You must be able to ssh or rsh to all the machines you are trying to run on without being prompted for a password. Simply try ssh other_host ls or the same with rsh to see if you get a list of the files on the home directory on the other machine. If this does not work, you will need to talk with your system administrator or read the manpages on ssh/rsh. You may just need to create a .rhosts file on your home directory that includes a list of the machines that you will be accessing. You might also try pinging the remote machine as a sanity check.
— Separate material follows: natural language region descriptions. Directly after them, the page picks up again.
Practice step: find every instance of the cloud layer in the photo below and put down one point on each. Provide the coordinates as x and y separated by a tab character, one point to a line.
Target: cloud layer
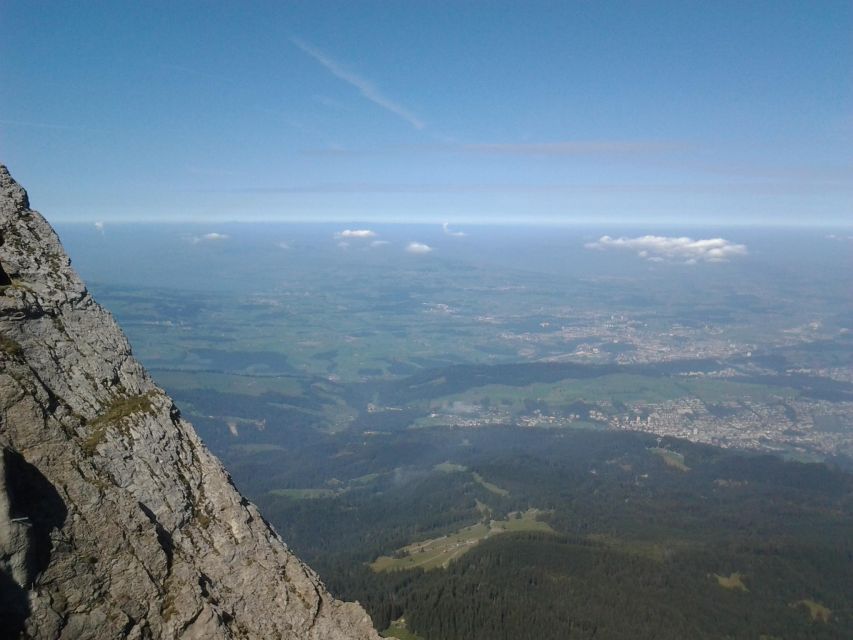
448	231
356	233
672	249
209	237
365	87
418	248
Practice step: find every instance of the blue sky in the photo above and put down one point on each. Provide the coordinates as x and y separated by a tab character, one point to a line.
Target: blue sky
493	112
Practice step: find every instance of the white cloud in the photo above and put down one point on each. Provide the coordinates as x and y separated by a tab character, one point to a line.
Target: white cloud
664	248
209	237
457	234
418	247
356	233
365	87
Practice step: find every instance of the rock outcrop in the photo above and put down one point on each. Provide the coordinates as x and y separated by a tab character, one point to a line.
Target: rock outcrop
115	520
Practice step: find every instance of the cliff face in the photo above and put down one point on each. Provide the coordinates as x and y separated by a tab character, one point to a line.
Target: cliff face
115	520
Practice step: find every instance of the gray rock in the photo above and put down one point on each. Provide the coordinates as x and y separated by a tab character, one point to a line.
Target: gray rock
115	520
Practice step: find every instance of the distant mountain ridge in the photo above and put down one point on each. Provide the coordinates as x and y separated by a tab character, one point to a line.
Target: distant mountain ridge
115	520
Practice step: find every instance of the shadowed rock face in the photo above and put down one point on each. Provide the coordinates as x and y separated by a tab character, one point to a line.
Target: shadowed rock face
115	520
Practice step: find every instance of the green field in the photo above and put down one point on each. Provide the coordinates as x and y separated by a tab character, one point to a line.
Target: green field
733	582
489	485
671	458
398	630
439	552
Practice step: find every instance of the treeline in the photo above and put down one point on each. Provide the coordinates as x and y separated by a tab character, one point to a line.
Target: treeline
544	587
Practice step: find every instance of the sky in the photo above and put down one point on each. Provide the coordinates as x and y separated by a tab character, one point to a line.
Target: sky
658	113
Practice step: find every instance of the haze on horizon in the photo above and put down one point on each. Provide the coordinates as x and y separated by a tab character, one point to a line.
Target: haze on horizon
543	113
If you are going to use rsh instead of ssh, edit the first few lines in the bin/mprun script to choose rsh. In some cases, we have needed to turn off the X11 and authentication forwarding by using ssh -x -a. Do this if you get .Xauthority errors.

Compilation errors

MP_Lite has been tested on current versions of many flavors of Unix. In order to run on this variety of operating systems, it has to stick pretty close to ANSI standards. If have problems compiling MP_Lite on a system or OS-level not tested, please send me (turner@ameslab.gov) the entire output from the compiler as well as the configuration of the machine (type, OS and level, etc.).

Run-time errors

The first test you should do is to compile MP_Lite and the pong program and run it on two nodes. For two Unix machines, type make tcp for the most robust version then make pong to compile and link pong.c. Use mprun -np 2 -h host1 host2 pong & to run the code on host1 and host2. You may also wish to run in SMP mode with two processes on one machine using mprun -np 2 -smp host1 pong &.
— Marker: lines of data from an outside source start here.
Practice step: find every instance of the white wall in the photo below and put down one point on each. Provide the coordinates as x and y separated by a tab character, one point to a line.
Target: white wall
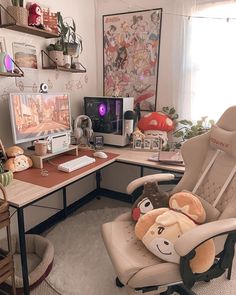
83	12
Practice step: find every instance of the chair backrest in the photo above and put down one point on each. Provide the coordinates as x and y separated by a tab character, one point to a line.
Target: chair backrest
198	152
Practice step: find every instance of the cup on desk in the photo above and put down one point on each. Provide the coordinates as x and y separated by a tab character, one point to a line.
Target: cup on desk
41	147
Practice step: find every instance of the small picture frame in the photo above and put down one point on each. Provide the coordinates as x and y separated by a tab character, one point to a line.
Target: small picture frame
147	143
3	155
156	143
138	143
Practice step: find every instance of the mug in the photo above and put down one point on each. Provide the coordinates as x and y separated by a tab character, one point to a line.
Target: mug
41	147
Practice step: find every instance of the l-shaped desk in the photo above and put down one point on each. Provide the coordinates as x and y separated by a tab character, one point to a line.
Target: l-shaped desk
31	186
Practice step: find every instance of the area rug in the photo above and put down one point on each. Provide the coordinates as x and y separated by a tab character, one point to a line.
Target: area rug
81	264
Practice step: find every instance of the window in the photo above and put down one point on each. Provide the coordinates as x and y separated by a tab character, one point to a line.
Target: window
213	61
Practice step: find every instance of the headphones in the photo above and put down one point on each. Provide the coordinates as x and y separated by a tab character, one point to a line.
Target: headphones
83	127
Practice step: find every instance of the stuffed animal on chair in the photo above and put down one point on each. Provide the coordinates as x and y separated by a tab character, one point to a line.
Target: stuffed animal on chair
151	198
159	229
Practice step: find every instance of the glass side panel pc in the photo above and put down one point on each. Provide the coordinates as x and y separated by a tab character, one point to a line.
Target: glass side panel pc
106	114
35	116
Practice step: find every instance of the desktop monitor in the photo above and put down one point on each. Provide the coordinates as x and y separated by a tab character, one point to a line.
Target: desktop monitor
36	116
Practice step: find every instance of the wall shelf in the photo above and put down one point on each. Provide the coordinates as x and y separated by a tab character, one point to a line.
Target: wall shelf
13	25
55	66
8	74
29	30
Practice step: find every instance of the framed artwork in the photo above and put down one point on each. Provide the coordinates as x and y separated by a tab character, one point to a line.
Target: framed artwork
25	55
131	47
2	44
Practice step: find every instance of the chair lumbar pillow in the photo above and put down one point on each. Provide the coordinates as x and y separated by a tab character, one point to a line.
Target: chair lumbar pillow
151	198
159	229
If pong freezes up for any reason, try using the mpstat command or looking in the .nodeX files as described in the debugging section to determine what the problem is. If pong runs to completion, it will provide you with a quick and dirty measure of the communication performance between the two machines.

Bail times

The mplite.h file has a parameter called BAIL_TIME that is set to 5 minutes by default. If a node is waiting more than that amount of time, it will do a graceful exit and notify the other nodes so that they can abort too. If you have a code that waits longer than this for messages to arrive, simply edit the mplite.h file to change the BAIL_TIME then do a make clean and recompile MP_Lite.

Maximum number of nodes

The maximum number of nodes is initially set to 1024 in the mplite.h file. There is nothing wrong with changing this, but if you are trying to run MP_Lite on more than 1024 workstations you would need to consider other limitations such as the fact that large TCP buffers are allocated for each other node. MP_Lite is not designed or tested for huge systems, so be aware of its limitations if you are pushing the envelope.
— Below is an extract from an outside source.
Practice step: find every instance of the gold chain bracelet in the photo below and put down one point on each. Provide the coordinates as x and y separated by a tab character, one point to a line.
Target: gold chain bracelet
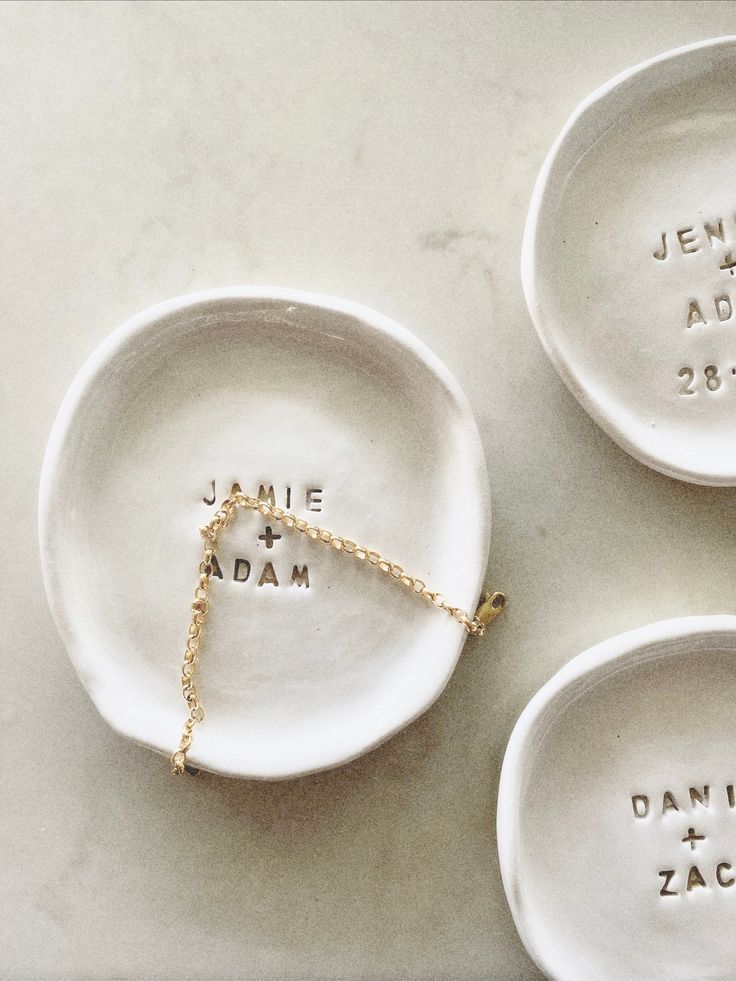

Maximum number of active messages

Each module has a different maximum number of active messages. This level is set to keep the memory usage down, and can easily be increased if needed. If you receive a warning message in the .nodeX log files, simply edit that module, recompile the MP_Lite library, and relink it to your code.

All modules have the maximum number of active messages set to 10,000 by default. The shmem.c module has circular queue sizes set to 100 that would limit the number of pending messages to or from a given node to 100. The experimental shm.c module has maximum number of SMP process set to 1000. The maximum number of segments is also set to 1000, which would limit the number of active messages to the same.